Drag and drop is the headline feature of iOS 11 on the iPad, and rightly so — it changes the whole iOS paradigm, integrating a decades-old desktop feature in a way that makes it feel like drag and drop was just waiting for touchscreens to come along.

It seems like all of Apple’s own apps have gotten a dose of drag and drop in iOS 11, including Maps. Let’s take a look at it.

Drag and drop in Maps is super-useful

Say what you like about the accuracy of the Maps app (much improved these days), or the curious reluctance of Apple to color forests and parks in green so you can actually find them — the app itself is great. And it just got even better, because you can now drag and drop locations.

Drag and drop in Maps is almost too easy.
Drag and drop in Maps is almost too easy.
Photo: Cult of Mac

iOS 11’s new systemwide drag-and-drop capability changes the way you use your iDevice. Instead of having to think ahead about what you want to do, you can just get on and do it. For instance, if you want to send a location to someone while writing an email in iOS 10 and earlier, you typically ditch the current email, go to the Maps app, find the location, then share it from there. (You could also go copy a link and return to your original email.)

Under iOS 11, on the iPad at least, you can just get started on that email and work out everything else later. Working in Split Screen, you can drag locations from Maps, URLs from Safari, pictures from Photos and documents from Files. And that’s just today. By the official launch of iOS 11 this fall, many more apps should support drag and drop.

Or what about planning a trip? Now you can run the Maps and Notes apps side by side, perhaps with a Safari panel floating above them, and drag locations into the Notes app as you find them.

Using drag and drop in Maps

Take a virtual tour before you arrive, and drag the highlights to a note.
Take a virtual tour before you arrive, and drag the highlights to a note.
Photo: Cult of Mac

Using this feature is so easy it’s almost not worth a how-to, but it is worth pointing out that you can use drag and drop in Maps. The best way to see Maps’ drag and drop so far is to open Notes in Split View. Then, just tap and drag a location over to Notes. That’s it! Well, that’s almost it.

iOS 11 has some subtly different taps. In Maps, a regular drag moves the map around just like before. To drag a location, you need to pause ever so slightly after tapping the screen before you drag.
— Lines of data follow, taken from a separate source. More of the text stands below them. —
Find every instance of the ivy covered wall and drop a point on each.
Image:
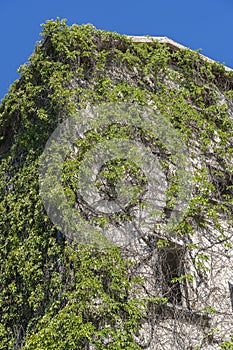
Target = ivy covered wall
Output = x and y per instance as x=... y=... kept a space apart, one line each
x=55 y=293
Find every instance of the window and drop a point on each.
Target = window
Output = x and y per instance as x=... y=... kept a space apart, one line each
x=170 y=265
x=231 y=293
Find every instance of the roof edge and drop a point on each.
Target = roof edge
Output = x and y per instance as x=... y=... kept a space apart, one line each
x=173 y=44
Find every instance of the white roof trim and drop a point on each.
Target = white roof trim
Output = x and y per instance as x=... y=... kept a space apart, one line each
x=171 y=43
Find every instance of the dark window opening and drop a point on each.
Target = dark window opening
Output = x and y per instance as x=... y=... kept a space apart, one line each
x=171 y=266
x=231 y=293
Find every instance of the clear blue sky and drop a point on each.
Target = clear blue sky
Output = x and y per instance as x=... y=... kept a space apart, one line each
x=205 y=24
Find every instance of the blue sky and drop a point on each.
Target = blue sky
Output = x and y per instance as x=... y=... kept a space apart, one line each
x=205 y=24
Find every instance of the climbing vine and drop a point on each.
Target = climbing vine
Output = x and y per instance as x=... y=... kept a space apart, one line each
x=50 y=286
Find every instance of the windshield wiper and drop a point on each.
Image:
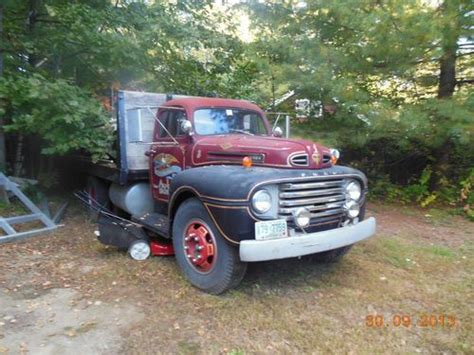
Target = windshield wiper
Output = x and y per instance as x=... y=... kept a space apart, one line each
x=241 y=131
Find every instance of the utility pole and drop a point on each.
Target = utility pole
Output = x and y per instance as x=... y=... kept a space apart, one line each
x=3 y=161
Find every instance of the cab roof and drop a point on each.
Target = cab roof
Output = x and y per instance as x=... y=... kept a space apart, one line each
x=190 y=104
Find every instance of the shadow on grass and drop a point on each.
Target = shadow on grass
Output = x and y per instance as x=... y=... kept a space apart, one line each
x=289 y=274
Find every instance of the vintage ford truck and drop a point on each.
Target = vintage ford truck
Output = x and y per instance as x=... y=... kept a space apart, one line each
x=220 y=189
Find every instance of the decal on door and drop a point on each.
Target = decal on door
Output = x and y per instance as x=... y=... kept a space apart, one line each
x=316 y=156
x=165 y=170
x=163 y=165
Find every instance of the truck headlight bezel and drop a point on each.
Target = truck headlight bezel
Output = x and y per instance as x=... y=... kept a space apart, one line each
x=262 y=201
x=302 y=217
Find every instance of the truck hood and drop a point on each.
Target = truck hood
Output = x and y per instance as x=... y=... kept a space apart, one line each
x=264 y=151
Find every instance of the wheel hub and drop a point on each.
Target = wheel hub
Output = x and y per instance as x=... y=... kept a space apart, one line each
x=199 y=247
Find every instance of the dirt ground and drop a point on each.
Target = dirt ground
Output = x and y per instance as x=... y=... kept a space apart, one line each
x=67 y=293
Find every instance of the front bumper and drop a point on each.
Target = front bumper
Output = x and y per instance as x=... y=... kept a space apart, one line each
x=305 y=244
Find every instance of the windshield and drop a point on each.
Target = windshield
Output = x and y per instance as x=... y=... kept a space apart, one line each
x=224 y=120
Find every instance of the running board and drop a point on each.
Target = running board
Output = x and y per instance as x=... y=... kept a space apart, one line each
x=155 y=222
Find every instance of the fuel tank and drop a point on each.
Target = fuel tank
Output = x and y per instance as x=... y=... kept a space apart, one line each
x=135 y=199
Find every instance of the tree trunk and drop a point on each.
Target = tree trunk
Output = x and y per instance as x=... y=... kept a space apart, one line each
x=447 y=76
x=3 y=161
x=449 y=43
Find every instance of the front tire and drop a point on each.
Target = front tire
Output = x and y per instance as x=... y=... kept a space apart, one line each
x=206 y=259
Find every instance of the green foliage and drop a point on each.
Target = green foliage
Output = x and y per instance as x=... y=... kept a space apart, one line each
x=62 y=58
x=64 y=115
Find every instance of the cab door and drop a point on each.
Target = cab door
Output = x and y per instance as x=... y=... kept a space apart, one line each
x=167 y=155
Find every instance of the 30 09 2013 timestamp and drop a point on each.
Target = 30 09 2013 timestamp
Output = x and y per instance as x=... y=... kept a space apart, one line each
x=407 y=321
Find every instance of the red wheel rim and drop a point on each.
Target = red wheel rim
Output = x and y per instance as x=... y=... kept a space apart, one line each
x=200 y=246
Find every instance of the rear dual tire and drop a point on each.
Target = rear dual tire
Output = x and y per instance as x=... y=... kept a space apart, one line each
x=207 y=260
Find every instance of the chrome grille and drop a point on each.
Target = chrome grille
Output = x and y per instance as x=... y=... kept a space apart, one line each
x=299 y=160
x=324 y=199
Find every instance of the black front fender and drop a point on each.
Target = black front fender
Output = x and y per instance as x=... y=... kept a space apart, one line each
x=226 y=192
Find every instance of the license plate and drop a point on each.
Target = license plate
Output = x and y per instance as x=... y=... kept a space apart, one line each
x=270 y=229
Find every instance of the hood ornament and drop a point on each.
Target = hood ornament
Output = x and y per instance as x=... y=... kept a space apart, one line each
x=316 y=156
x=226 y=146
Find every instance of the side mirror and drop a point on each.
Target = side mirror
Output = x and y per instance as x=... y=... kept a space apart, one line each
x=277 y=132
x=187 y=127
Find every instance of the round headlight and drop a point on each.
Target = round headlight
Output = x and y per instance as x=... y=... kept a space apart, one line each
x=353 y=190
x=262 y=201
x=352 y=209
x=302 y=217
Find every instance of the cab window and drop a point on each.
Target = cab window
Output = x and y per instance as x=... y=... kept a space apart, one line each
x=172 y=121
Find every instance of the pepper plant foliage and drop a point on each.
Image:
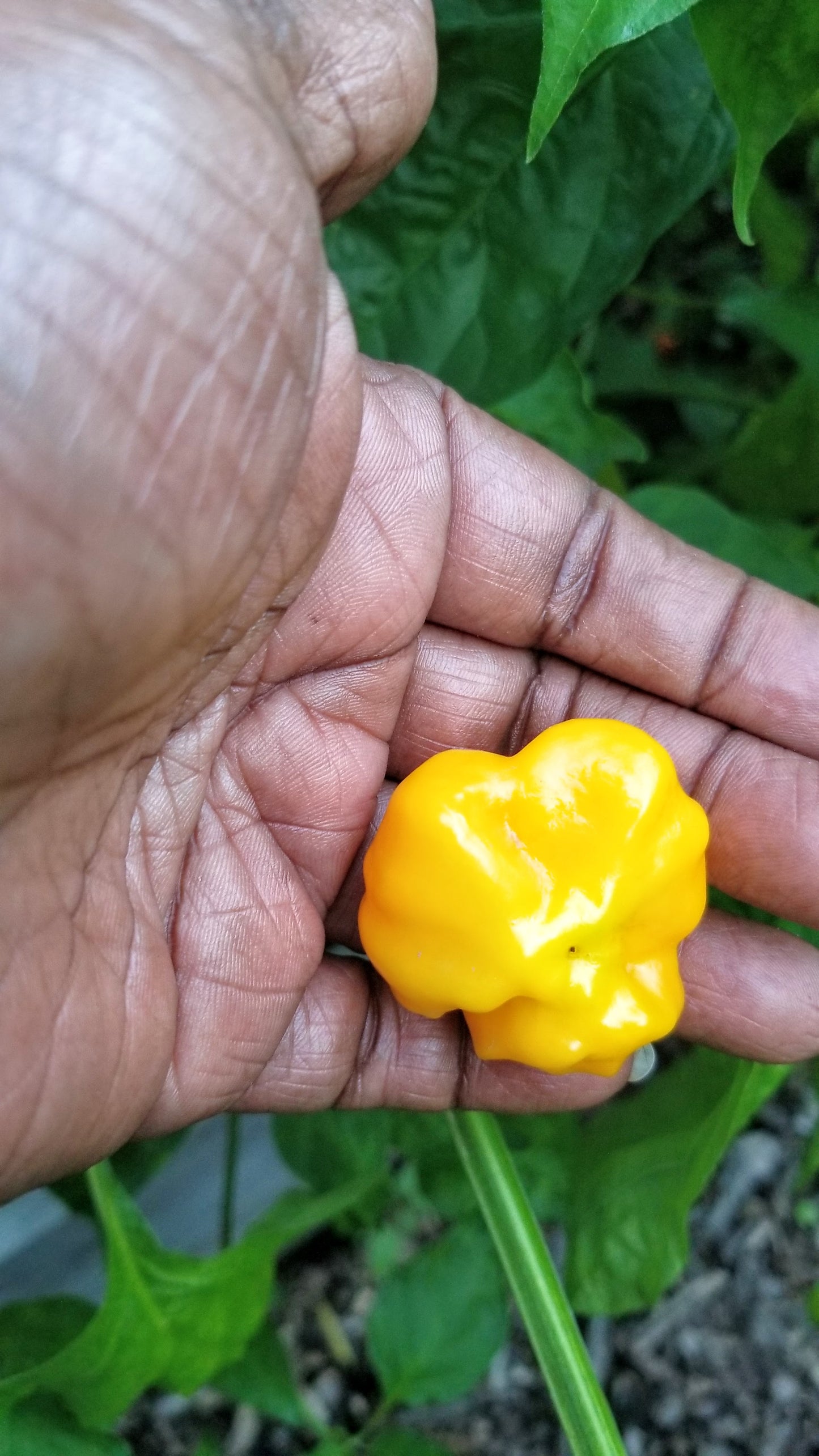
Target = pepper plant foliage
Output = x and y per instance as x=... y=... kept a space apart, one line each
x=559 y=247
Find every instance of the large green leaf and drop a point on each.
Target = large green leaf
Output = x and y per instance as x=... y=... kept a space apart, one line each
x=167 y=1318
x=557 y=410
x=705 y=521
x=478 y=268
x=764 y=57
x=575 y=34
x=43 y=1427
x=439 y=1319
x=773 y=466
x=642 y=1164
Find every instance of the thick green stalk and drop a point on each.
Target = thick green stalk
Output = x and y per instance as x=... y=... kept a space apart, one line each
x=579 y=1401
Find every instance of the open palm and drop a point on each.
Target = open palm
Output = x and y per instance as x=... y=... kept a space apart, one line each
x=274 y=577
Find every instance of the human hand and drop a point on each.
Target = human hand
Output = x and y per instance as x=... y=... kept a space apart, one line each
x=196 y=717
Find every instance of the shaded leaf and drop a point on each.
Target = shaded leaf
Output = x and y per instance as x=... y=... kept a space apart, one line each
x=330 y=1148
x=575 y=34
x=167 y=1318
x=544 y=1151
x=426 y=1143
x=783 y=235
x=478 y=268
x=406 y=1444
x=263 y=1378
x=35 y=1330
x=720 y=902
x=626 y=364
x=789 y=316
x=705 y=521
x=642 y=1164
x=559 y=413
x=439 y=1319
x=133 y=1165
x=773 y=465
x=764 y=57
x=43 y=1427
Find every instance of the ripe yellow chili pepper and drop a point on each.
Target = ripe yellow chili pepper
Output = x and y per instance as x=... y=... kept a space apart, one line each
x=542 y=894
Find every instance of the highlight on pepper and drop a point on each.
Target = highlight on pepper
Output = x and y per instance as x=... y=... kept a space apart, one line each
x=541 y=894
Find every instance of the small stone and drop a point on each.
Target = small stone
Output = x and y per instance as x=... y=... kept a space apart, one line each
x=784 y=1388
x=634 y=1441
x=324 y=1395
x=499 y=1375
x=245 y=1430
x=669 y=1411
x=206 y=1401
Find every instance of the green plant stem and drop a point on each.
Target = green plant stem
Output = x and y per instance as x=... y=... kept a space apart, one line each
x=232 y=1129
x=579 y=1401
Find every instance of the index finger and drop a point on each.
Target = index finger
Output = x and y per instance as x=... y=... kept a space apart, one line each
x=540 y=557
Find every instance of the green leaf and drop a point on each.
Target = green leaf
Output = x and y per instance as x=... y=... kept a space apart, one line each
x=263 y=1378
x=783 y=235
x=425 y=1142
x=773 y=465
x=209 y=1446
x=330 y=1148
x=544 y=1149
x=764 y=57
x=43 y=1427
x=575 y=34
x=720 y=902
x=406 y=1444
x=478 y=268
x=705 y=521
x=557 y=410
x=626 y=364
x=167 y=1318
x=439 y=1319
x=37 y=1330
x=642 y=1164
x=789 y=316
x=133 y=1165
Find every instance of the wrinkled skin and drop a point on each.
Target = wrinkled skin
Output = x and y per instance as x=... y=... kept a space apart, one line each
x=245 y=576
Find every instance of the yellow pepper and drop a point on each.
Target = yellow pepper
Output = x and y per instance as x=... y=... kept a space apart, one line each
x=542 y=894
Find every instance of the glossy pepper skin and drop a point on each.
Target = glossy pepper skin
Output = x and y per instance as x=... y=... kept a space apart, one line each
x=542 y=894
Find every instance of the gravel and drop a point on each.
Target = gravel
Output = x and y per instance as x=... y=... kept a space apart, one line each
x=726 y=1365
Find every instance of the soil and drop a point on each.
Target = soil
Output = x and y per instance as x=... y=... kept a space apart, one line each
x=726 y=1365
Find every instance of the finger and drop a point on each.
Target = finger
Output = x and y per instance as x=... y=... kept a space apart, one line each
x=350 y=1045
x=360 y=82
x=540 y=557
x=763 y=801
x=751 y=991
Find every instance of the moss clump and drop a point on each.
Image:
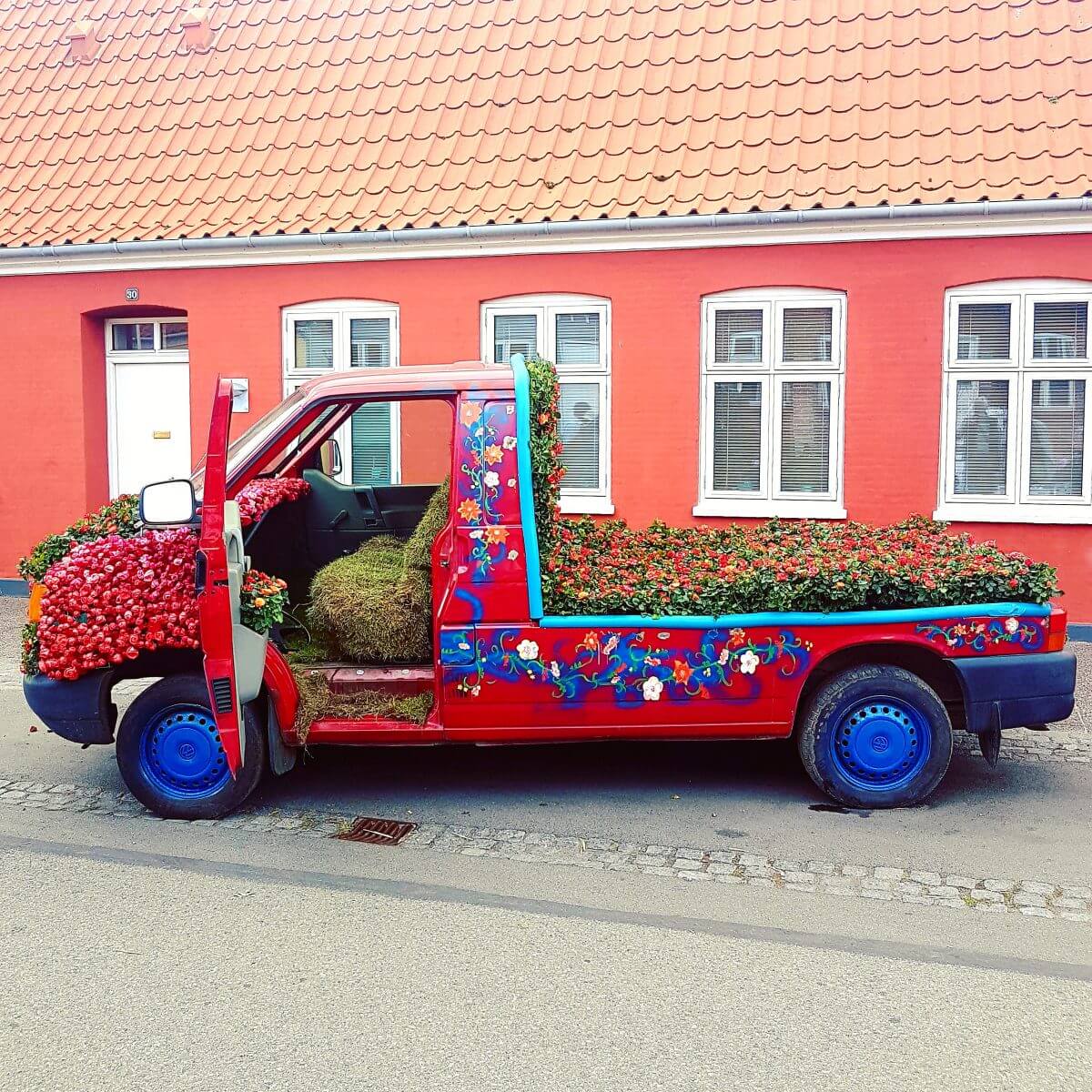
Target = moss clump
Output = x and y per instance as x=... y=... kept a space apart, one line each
x=376 y=605
x=317 y=703
x=419 y=550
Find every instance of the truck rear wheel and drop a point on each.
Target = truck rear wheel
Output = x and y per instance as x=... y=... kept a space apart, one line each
x=170 y=757
x=876 y=736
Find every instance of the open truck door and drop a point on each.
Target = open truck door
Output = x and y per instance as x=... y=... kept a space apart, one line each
x=234 y=655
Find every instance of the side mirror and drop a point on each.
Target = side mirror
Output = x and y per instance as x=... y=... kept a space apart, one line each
x=330 y=459
x=167 y=503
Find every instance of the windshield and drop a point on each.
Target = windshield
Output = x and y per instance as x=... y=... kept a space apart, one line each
x=254 y=438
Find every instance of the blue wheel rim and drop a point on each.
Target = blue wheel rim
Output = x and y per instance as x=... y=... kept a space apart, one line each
x=180 y=753
x=882 y=743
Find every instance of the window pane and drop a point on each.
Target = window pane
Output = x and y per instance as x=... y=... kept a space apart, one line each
x=737 y=337
x=982 y=436
x=514 y=333
x=315 y=343
x=131 y=337
x=805 y=437
x=983 y=332
x=806 y=333
x=175 y=336
x=369 y=343
x=737 y=437
x=1060 y=331
x=580 y=435
x=578 y=339
x=371 y=445
x=1057 y=438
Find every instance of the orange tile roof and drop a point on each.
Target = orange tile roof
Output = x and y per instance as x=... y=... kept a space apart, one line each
x=341 y=115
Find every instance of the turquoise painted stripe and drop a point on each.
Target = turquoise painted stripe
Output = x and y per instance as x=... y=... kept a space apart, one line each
x=522 y=382
x=800 y=617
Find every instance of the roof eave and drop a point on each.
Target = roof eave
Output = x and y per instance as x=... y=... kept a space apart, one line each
x=751 y=228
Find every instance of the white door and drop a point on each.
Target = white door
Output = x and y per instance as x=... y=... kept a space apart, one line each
x=151 y=423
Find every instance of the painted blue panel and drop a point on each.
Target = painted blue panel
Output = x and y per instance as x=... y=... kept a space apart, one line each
x=802 y=618
x=522 y=382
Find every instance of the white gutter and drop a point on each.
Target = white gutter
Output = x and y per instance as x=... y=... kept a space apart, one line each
x=1060 y=216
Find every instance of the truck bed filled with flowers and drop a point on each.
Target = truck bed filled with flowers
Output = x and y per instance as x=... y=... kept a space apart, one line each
x=107 y=590
x=604 y=567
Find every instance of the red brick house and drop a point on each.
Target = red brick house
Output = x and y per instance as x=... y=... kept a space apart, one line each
x=792 y=259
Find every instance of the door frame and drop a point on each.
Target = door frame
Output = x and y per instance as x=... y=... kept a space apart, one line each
x=152 y=356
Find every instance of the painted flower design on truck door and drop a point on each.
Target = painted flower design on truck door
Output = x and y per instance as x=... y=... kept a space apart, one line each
x=634 y=667
x=487 y=468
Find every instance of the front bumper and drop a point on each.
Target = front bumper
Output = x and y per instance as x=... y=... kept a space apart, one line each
x=80 y=710
x=1010 y=692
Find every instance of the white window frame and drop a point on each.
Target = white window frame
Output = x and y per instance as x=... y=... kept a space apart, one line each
x=773 y=372
x=114 y=356
x=341 y=314
x=546 y=308
x=1021 y=369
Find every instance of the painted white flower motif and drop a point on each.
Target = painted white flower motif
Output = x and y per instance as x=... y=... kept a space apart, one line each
x=652 y=689
x=748 y=662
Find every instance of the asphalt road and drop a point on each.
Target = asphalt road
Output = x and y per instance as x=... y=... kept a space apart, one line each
x=137 y=954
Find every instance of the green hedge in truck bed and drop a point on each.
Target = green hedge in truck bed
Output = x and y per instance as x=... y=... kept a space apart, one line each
x=601 y=566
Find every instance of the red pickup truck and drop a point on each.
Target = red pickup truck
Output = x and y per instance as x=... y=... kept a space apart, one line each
x=872 y=697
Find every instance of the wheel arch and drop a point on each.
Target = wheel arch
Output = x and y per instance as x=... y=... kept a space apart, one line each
x=932 y=669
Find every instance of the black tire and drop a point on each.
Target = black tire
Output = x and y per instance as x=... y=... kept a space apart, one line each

Apple really got the feel right, because even while testing it for this article, it took me a while to realize that there are in fact different gestures. It’s so natural that you’ll hardly notice the difference. You’ll just find your iPad doing whichever action you wanted to do.

Other changes in iOS 11 Maps

Thanks to this modified medium-long tap, you can also bring up info on a location. Execute this medium-long tap on any feature you want to know more about, and a little card will pop up with more information. If the location is just a regular spot in a street, then you’ll mark it with a pushpin. And we already covered what happens if you drag.

Perhaps I’ll get tired of the neat new drag-and-drop implementations in iOS 11, but not for a while. It’s not just a new feature dropped on top of the existing iOS design. It is baked into every part of the operating system. If you let your finger linger on a link in Safari, for example, it morphs into a little draggable card, with the URL and title printed on it, ready to be dragged.

Drag and drop on iOS 11 is going to be huge.